Matt Mitzel, CDM, CFPP
Aldersgate Village, Topeka, Kansas
Whole grains, or foods made from them, contain all the essential parts and naturally-occurring nutrients of the entire grain seed in their original proportions. If the grain has been processed (e.g., cracked, crushed, rolled, extruded and/or cooked), the food product should deliver the same rich balance of nutrients that are found in the original grain seed. This means that 100% of the original kernel—all of the bran, germ, and endosperm – must be present to qualify as a whole grain.
Studies show that eating whole grains instead of refined grains lowers the risk of many chronic diseases in older adults. While benefits are most noticeable for those consuming at least 3 servings daily, some studies show reduced risks from as little as one serving daily. The message: every whole grain in your diet helps!

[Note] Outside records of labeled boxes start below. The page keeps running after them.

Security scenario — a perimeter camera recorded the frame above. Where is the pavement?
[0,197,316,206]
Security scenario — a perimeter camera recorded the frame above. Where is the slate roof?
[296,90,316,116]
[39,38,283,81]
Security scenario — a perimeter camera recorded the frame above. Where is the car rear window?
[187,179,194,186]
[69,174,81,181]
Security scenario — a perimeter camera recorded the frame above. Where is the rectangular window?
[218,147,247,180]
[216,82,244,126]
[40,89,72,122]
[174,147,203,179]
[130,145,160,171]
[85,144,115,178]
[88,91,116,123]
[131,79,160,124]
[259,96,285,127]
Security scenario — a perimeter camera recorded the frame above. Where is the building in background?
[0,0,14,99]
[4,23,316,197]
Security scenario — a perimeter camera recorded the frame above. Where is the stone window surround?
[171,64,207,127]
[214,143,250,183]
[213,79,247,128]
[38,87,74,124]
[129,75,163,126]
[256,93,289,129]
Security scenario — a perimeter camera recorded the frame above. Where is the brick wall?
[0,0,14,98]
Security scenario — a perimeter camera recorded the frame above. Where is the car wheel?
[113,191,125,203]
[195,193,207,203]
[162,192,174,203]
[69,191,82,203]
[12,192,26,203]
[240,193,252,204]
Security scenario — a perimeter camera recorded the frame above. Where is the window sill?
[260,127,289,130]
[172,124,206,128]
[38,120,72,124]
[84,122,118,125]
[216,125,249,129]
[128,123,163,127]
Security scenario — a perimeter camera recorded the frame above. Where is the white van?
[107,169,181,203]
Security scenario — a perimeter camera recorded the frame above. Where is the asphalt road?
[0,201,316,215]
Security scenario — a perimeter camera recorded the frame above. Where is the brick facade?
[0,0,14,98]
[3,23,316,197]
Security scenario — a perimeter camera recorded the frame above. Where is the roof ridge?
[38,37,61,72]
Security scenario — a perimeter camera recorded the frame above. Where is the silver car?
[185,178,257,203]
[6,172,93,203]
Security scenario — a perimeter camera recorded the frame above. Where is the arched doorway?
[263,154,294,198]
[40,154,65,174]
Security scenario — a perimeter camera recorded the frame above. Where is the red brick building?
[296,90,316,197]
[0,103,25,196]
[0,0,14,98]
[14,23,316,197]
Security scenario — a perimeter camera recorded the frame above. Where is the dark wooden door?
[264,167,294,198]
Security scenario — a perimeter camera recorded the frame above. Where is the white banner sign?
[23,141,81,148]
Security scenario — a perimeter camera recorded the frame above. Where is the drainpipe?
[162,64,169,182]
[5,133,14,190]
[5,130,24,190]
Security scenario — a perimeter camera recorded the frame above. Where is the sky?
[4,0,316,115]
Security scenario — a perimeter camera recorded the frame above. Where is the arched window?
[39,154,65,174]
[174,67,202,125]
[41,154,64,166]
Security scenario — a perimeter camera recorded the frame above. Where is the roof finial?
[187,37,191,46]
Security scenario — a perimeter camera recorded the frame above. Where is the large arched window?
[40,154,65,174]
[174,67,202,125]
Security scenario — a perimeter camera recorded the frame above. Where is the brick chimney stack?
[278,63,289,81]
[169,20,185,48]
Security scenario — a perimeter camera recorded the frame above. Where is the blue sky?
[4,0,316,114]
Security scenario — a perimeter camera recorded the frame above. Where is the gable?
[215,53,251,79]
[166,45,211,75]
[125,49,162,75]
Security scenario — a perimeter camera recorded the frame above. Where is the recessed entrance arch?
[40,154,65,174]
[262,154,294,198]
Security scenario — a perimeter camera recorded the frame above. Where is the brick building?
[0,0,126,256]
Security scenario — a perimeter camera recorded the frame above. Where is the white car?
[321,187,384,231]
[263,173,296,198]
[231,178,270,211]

No one food, even whole grains, will guarantee good health. It’s also important to remember that some whole grain foods are healthier than others. Plain grains, from brown rice and quinoa to wheat berries and whole grain pasta, should be a regular feature on your table, with processed grains eaten less often. A whole grain cookie is better for you than a refined grain one (all other ingredients being equal), but it’s still a cookie!
The benefits of whole grains most documented by repeated studies include a reduced risk of stroke, Type 2 diabetes and heart disease; and a better ability to maintain weight. Other benefits indicated by recent studies include reduced risk of asthma, healthier carotid arteries, reduction of inflammatory disease risk, lower risk of colorectal cancer, healthier blood pressure levels, less gum disease and tooth loss.